Monday, July 6, 2009

Meaning and the Semantic Web

If we look simply at the term Semantic Web, we assume that it is a web that has something to do with semantics, and semantics essentially is about meaning. I think most (but not all) people can agree with that. The rub comes when we try to figure out what various factions mean by meaning. Some of the common meanings of meaning (semantics):

  • The association of type with data so as to permit a computer to understand what the data means at the level of which type a given piece of data refers to.
  • Denotation of which object is referred to by words or terms, such as in a dictionary.
  • Human-level understanding of the "meaning", potentially (or even usually) subjective, of words, terms, and statements.
  • Human-level "meaning" in a deeper, more personalized sense for an individual, how someone feels about or experiences a concept.
  • Rich knowledge as opposed to mere information or raw data, that permits the reader to infer a much wider range of truth and acceptable behavior.
  • Formal semantics of computer science used to define a domain and the operations permitted over that domain in such a way that is complete, consistent, unambiguous (accurate), and verifiable. Even that begs the question of whether a description of a domain on a computer accurately matches the real world as it exists or as we think we know it.
  • Artificial intelligence (or computational intelligence) applying formal semantics to attempt to approximate human-level understanding.
  • Simple tagging to point from a term (e.g., keyword) to an object to cue a computer program as to the intended "meaning" of a term.
  • Simple textual natural language, even if in simple HTML or simple XML can embody an incredible range of meaning, although full processing of natural language by non-human entities is still only a partially solved problem.

The question of what "semantic" means in Semantic Web now comes down to the issue of how much and what kind of meaning is embodied in the Semantic Web. Alternatively phrased, is there enough semantic meaning embodied in the so-called Semantic Web to warrant the term "semantic"? Some might contend that the existing conceptualization of the Semantic Web is too weak, while others might asset that all of the complexity of RDF is simply not needed for most contemporary applications that need to work with limited forms of "meaning." In the end (or at the beginning), the folks at W3C made a call and sincerely believed that their concept of the Semantic Web was a close enough match between what they believed was needed and what they believed could be done. Whether their views will hold up over time remains to be seen.

At a primitive, operational level the Semantic Web really is just a Web of data or a Web of Linked Data. The modifier typed is implicit in there, since that is where most of the power comes from. This operational view is not denied, and most agree with that characterization, even if they chafe or disagree with the term Semantic Web per se.

Others believe that raw XML (and related non-RDF technologies) by itself is more than sufficient to represent and manipulate the lion share of the kinds of "meaning" that people need today in their applications. Fair enough, as far as it goes. RDF has somewhat grander goals, but many contemporary applications can do just fine with a subset of non-RDF XML-based technologies. But none of that really is a robust argument against RDF enabling a richer form of Semantic Web.

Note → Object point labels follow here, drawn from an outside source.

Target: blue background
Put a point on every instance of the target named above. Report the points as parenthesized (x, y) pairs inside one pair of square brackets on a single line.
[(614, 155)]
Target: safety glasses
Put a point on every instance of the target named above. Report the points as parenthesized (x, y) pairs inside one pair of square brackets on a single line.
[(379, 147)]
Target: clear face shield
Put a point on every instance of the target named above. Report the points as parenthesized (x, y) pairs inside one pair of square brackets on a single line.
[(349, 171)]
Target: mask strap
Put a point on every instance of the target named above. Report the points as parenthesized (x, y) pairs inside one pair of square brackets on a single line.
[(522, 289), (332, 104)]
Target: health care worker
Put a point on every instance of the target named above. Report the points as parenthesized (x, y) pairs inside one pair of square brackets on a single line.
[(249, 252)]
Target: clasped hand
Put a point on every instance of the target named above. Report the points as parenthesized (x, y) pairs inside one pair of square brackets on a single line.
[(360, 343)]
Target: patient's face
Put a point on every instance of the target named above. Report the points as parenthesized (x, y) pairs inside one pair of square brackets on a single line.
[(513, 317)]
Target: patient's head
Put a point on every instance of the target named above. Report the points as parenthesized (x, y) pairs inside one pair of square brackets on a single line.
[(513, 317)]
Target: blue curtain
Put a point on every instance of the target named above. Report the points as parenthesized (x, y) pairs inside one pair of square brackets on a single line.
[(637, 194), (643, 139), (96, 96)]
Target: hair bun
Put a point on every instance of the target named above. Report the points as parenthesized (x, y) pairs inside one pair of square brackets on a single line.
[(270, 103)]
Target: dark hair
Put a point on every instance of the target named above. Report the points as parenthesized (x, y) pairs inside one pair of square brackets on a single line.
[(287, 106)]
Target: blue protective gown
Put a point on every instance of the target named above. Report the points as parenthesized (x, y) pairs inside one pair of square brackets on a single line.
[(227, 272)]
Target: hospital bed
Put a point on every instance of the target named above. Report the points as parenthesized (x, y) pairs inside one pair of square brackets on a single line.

The hard-core computer scientists probably do have a point that the current RDF-based technology stack still isn't quite up to snuff to qualify as a formal semantics, but even that is not a truly robust argument against billing the RDF-based Semantic Web as a major advance in introducing semantics and meaning into the Web of Linked Data. Yes, the computer scientists can reasonably argue that we can and should do better to produce a true semantic web, but once again that is not a great argument to withhold the "semantic" label per se. Sometimes you can make better progress with your known bird in hand than spend too much effort pursuing another bird or two in the bush. Some might claim that alternative approaches are less risky, but such matters can be debated endlessly without resolution. Sometimes it is better to make rapid, informed decisions and run with them rather than to slow progress with an endless stream of second-guessed decisions. Or, who knows, maybe eventually there will be a "Version 2.0" of the Semantic Web which leapfrogs ahead of the current Semantic Web with a more robust sense of formal semantics.

Some of us would really like to see more of a Knowledge Web that goes well beyond merely linking together lots of typed data and it is not clear at all that the current RDF-based Semantic Web technology stack is indeed well-suited for that purpose, but even this is not a valid block to the use of the "semantic" label. One could also argue that a "knowledge" web needs more than "mere" semantics, including pragmatics and full-blown semiotics, but that certainly does not argue for withholding the "semantic" label.

More recently, a lot of the emphasis in the Semantic Web community is on Linked Data, Linking Open Data, and producing and populating a realistic Web of Linked Data. That is all fine and well and good, but once again does not by itself argue against the use of the "semantic" label.

My personal view is that all of these efforts are at heart attempts to increase the emphasis on meaning. Even if any given effort does not meet some impossibly high bar for the meaning of meaning, I do think it is the direction and intention of our efforts that matter. Sure, many of the current efforts focus simply on replicating basic data and information processing capabilities at Web-scale, but ultimately we are trying to get to the original Semantic Web vision of a comprehensive information infrastructure that software agents can use to automate a much broader swath of our manual tasks.

My other view is that the decision was made years ago and does have at least some valid technical and communication value, so we have more to gain by sticking with it than in jumping ship to some other term that may offer some short-term clarity but possibly at the expense of losing focus on the long-term vision.

Meanwhile, "meaning" can be found wherever it is stored, whether in RDF, RSS, XML, HTML, or raw text. Storing that meaning can be rather straightforward, but interpreting it is another story. Simple file structures have obvious advantages, but RDF is designed to be a long enough reach to give us some real intellectual leverage over non-RDF XML, but short enough reach that real applications are practical today, or at least in the not-too-distant future.

-- Jack Krupansky